Nel 2007 il writer di fama mondiale Banksy, si reca a Betlemme per dipingere sul muro della West Bank un soldato israeliano che chiede i documenti ad un asino. Il controverso graffito viene segato, asportato e venduto su Ebay per 100.000 dollari da un tassista palestinese noto come “Walid the beast”.
Da questo momento in poi il film segue gli spostamenti del muro lungo il suo viaggio intorno al mondo: passando per Copenaghen, New York, Londra, Los Angeles, si scopre un vero e proprio mercato nero dell’arte di strada, all’interno del quale vengono commercializzate pareti e murales rubati alle città.
Il documentario si basa su un’azione radicale: la rimozione di quattro tonnellate di muro, rivendute al migliore offerente. Se da un lato la vicenda riflette perfettamente la società attuale, dove tutto ha un prezzo, dall’altro lato viene da chiedersi cosa voglia dire eliminare un’opera d’arte in una zona di conflitto dove tutto può diventare una preziosissima arma.
Nella pellicola intervengono diverse personalità quali: collezionisti d’arte, restauratori, curatori, gente comune e avvocati specializzati in diritti d’autore. L’artista italiano Paolo Buggiani racconta di come andasse in giro nella New York degli anni ’80 a rimuovere i pezzi di Keith Haring dalle pareti della metropolitana, prima che qualcuno li considerasse arte. Grazie alla sua intuizione più di cinquanta capolavori sono stati salvati dall’underground newyorkese. A Bologna l’artista di strada “Blu” cancella le sue opere dalla città, coprendole con una spessa mano di vernice grigia, come segno di protesta contro la mostra “Banksy &Co”, colpevole di aver decontestualizzato le sue opere e quelle di altri street-artists, strappandole dalla loro naturale destinazione in favore della musealizzazione e monetizzazione.
Per un documentario dal sapore così punk nessun’altra voce poteva essere migliore di quella di mister Iggy Pop, che tra suoni tradizionali del medio oriente e musica elettronica, racconta lo scontro tra culture diverse e l’impressionante disperazione con cui l’establishment dell’arte arriva a speculare persino su tonnellate di cemento segate.
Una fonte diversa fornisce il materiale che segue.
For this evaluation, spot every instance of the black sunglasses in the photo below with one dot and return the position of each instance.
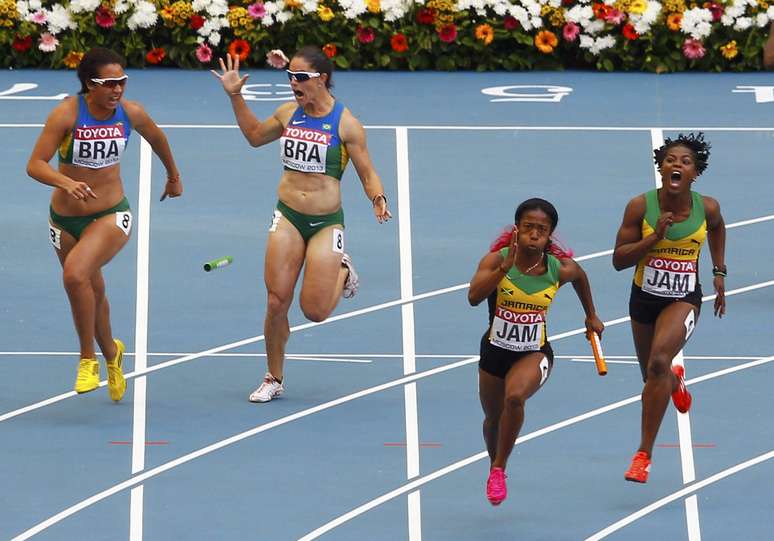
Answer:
(301, 76)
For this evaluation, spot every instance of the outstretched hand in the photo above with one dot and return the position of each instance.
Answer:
(230, 79)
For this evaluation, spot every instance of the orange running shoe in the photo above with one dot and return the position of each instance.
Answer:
(496, 491)
(638, 471)
(681, 398)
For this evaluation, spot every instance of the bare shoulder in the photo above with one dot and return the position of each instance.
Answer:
(285, 111)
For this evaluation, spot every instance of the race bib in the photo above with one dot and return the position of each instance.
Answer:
(517, 331)
(124, 221)
(304, 149)
(98, 146)
(671, 278)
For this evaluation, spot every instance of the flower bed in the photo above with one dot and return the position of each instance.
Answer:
(672, 35)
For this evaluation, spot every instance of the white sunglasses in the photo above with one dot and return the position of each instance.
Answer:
(301, 76)
(110, 82)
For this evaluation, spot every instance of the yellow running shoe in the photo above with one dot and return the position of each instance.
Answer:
(88, 376)
(116, 381)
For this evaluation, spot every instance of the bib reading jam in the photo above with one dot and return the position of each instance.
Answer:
(95, 143)
(312, 144)
(670, 268)
(517, 309)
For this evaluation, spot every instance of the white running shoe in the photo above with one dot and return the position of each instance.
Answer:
(352, 282)
(270, 388)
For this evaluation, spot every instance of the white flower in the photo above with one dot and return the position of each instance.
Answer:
(697, 23)
(743, 23)
(59, 19)
(144, 16)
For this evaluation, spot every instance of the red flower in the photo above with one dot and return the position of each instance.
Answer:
(240, 48)
(510, 22)
(329, 49)
(196, 22)
(426, 16)
(629, 32)
(448, 33)
(399, 43)
(601, 11)
(155, 56)
(104, 17)
(365, 35)
(22, 44)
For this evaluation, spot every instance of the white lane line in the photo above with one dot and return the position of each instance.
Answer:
(338, 521)
(407, 328)
(141, 337)
(680, 493)
(166, 364)
(469, 128)
(683, 420)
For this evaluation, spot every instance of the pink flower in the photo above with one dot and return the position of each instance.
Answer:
(277, 59)
(48, 42)
(615, 16)
(693, 49)
(39, 17)
(203, 53)
(104, 17)
(365, 34)
(257, 10)
(570, 31)
(448, 33)
(510, 22)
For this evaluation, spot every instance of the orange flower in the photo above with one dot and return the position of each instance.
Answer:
(329, 49)
(72, 59)
(484, 33)
(729, 50)
(545, 41)
(240, 48)
(674, 20)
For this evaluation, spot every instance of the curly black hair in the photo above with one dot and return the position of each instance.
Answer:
(695, 142)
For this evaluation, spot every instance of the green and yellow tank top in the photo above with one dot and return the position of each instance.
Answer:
(312, 144)
(518, 307)
(670, 268)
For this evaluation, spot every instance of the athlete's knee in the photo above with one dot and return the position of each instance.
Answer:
(314, 312)
(75, 277)
(659, 366)
(277, 305)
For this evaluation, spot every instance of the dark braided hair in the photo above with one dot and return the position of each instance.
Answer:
(695, 142)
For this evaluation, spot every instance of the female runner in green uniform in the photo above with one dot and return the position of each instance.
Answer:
(519, 278)
(662, 234)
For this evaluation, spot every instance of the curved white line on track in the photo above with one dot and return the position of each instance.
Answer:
(338, 521)
(679, 494)
(347, 315)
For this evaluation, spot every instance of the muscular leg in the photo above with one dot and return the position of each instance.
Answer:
(284, 258)
(102, 330)
(668, 338)
(491, 391)
(324, 276)
(521, 382)
(81, 261)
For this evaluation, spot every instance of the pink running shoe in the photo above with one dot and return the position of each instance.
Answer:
(496, 491)
(681, 398)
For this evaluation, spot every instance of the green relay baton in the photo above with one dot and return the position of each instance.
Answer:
(218, 263)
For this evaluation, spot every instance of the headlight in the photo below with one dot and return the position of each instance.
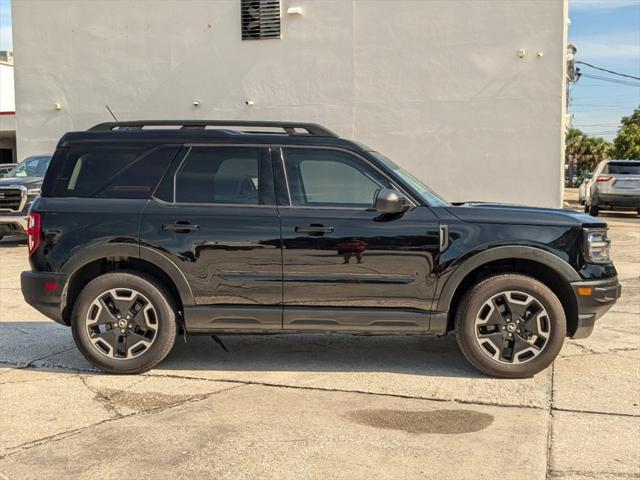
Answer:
(596, 246)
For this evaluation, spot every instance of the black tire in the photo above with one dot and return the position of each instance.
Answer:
(470, 308)
(163, 331)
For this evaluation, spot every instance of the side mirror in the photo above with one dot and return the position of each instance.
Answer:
(390, 201)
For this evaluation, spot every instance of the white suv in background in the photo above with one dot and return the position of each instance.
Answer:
(615, 184)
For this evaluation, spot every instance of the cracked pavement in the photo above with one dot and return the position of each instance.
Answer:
(320, 406)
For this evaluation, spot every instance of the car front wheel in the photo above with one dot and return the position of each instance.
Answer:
(510, 326)
(124, 322)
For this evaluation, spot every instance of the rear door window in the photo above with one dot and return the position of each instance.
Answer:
(225, 175)
(623, 168)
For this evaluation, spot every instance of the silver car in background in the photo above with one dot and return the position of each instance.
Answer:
(615, 185)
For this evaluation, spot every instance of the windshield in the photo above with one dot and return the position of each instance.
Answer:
(428, 195)
(31, 167)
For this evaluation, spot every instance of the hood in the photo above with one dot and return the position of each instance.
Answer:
(478, 212)
(28, 182)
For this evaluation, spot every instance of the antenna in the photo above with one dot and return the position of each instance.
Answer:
(114, 117)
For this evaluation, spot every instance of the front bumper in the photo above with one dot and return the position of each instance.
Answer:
(45, 291)
(594, 298)
(13, 224)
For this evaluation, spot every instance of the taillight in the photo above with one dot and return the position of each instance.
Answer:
(33, 231)
(603, 178)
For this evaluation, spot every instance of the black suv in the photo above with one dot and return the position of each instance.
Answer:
(146, 229)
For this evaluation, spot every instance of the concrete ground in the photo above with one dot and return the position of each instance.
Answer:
(320, 406)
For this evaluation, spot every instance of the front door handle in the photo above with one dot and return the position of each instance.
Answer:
(181, 226)
(314, 229)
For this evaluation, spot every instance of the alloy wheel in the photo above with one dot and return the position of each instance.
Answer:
(122, 323)
(512, 327)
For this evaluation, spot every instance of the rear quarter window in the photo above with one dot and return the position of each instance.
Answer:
(108, 172)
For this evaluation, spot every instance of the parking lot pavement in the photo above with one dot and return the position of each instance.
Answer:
(320, 406)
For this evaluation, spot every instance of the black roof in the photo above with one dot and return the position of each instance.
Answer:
(194, 131)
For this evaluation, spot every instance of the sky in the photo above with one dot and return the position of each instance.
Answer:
(5, 25)
(607, 34)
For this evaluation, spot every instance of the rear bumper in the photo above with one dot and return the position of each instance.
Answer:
(594, 298)
(616, 200)
(13, 224)
(45, 292)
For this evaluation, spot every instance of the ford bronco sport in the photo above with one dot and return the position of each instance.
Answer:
(145, 229)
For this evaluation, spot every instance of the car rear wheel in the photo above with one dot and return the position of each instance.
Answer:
(510, 326)
(124, 322)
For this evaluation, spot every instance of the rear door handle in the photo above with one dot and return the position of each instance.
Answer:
(314, 229)
(181, 226)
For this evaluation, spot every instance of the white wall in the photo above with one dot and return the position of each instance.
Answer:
(436, 85)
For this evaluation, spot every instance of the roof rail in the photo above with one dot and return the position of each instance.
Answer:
(290, 128)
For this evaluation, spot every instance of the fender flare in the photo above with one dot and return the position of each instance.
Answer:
(562, 268)
(95, 252)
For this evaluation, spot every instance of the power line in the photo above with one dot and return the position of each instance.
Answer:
(611, 80)
(596, 124)
(608, 71)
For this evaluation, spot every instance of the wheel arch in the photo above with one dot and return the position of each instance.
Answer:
(98, 260)
(546, 267)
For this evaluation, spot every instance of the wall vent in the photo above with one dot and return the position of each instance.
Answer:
(260, 19)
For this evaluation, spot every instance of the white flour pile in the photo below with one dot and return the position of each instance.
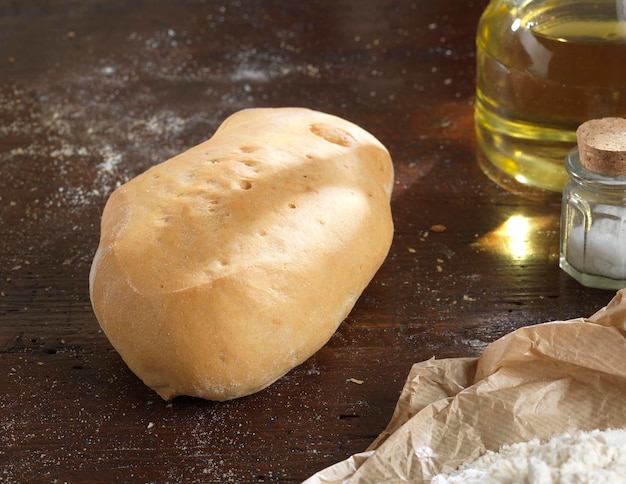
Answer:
(582, 457)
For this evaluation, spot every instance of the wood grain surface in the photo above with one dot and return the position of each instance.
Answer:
(93, 93)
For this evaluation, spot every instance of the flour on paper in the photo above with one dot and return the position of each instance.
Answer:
(596, 456)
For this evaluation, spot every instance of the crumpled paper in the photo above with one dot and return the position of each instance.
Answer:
(536, 382)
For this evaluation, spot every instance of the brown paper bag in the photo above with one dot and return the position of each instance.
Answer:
(536, 382)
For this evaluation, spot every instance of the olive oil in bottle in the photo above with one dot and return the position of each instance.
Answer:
(543, 68)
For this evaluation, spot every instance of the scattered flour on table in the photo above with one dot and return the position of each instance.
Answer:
(581, 457)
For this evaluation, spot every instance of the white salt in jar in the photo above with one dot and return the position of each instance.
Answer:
(593, 217)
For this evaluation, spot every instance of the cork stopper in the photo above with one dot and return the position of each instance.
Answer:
(602, 145)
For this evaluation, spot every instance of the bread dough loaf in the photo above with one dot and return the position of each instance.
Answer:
(223, 268)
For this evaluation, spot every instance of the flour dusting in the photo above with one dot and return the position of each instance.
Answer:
(581, 457)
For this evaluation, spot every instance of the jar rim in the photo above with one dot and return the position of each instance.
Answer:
(583, 175)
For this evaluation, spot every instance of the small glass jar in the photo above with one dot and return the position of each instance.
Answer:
(593, 226)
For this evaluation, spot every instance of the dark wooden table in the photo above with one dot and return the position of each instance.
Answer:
(92, 93)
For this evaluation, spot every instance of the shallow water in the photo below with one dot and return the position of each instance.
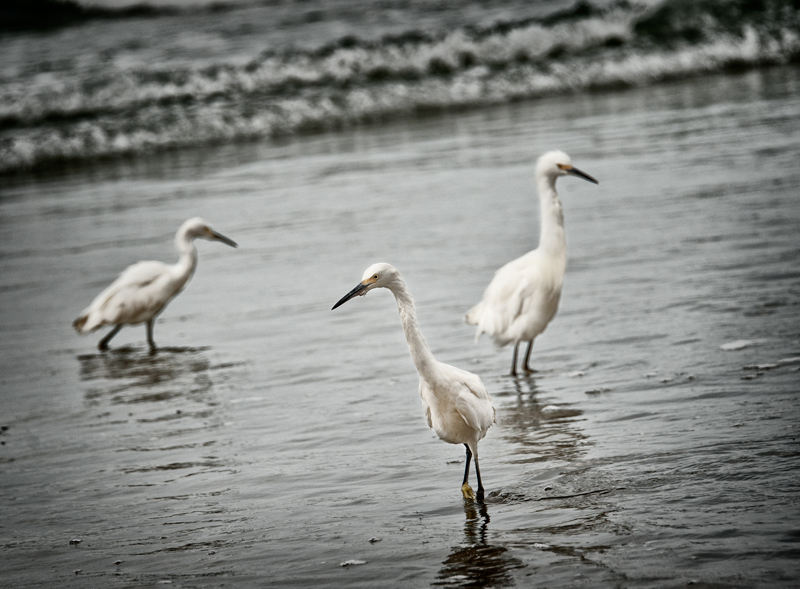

A distanza di diversi anni l’asta del muro con l’asino e il soldato non si è ancora conclusa e l’opera realizzata per mostrare all’occidente ciò che non vedeva, è attualmente sdraiata in polveroso magazzino di Londra. A chi appartiene davvero l’arte di strada, all’artista che la produce illegalmente o al pubblico al quale è destinata? Marco Proserpio non dà alcuna risposta in merito, ma quel che è certo è che la street-art non è semplice graffio sul muro, è un urlo potentissimo.